Gamma rays induced modifications in the structural, optical and photoemission properties of PVA/TiO2 nanocomposite films

In the present study, nanocomposite films made of TiO2 (0.01 wt%) nanoparticles (NPs) embedded in polyvinyl alcohol (PVA) polymers were prepared via the solution casting technique. The PVA/TiO2 nanocomposite films were irradiated with several doses of gamma-ray, ranging from 10-90 kGy. The unirradiated/irradiated nanocomposite films were investigated using FTIR spectroscopy, scanning electron microscope (SEM), roughness testing, UV-Vis spectroscopy, refractometry, densitometry, and photoluminescence spectroscopy. The results were then compared to the pure PVA polymer. FTIR spectra showed a decrease in intensity and a broadening of absorption bands due to interactions between the host PVA polymer atoms/molecules and the TiO2 NPs. SEM showed homogeneous dispersion of the TiO2 NPs in the PVA matrix. Gamma irradiation resulted in more significant morphological alterations and changing the roughness characteristics, the magnitude of which depended on the dose. UV-vis spectra showed the absorption edge significantly changing with increasing gamma doses.

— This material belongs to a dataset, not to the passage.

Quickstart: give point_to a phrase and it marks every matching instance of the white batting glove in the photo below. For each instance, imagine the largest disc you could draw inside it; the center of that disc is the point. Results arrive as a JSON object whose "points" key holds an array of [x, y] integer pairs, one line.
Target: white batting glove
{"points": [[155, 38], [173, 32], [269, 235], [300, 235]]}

The optical energy gap band, Urbach's energy, and the number of carbon clusters of the PVA/TiO2 nanocomposite films before and after gamma radiation were changed in comparison to the pure PVA sample. The refractive index and optical density improved due to the addition of TiO2 and gamma-irradiation. The photoluminescence emission results emphasized the PVA/TiO2 film's high sensitivity to gamma-rays, especially at high doses, resulting in strong fluorescence peaks due to increased defects in the irradiated films. All in all, the results prove that there are alterations in the PVA polymer after the addition of TiO2 and gamma-irradiation, making these films good candidates for a variety of industrial applications, including gamma-ray dosimeters.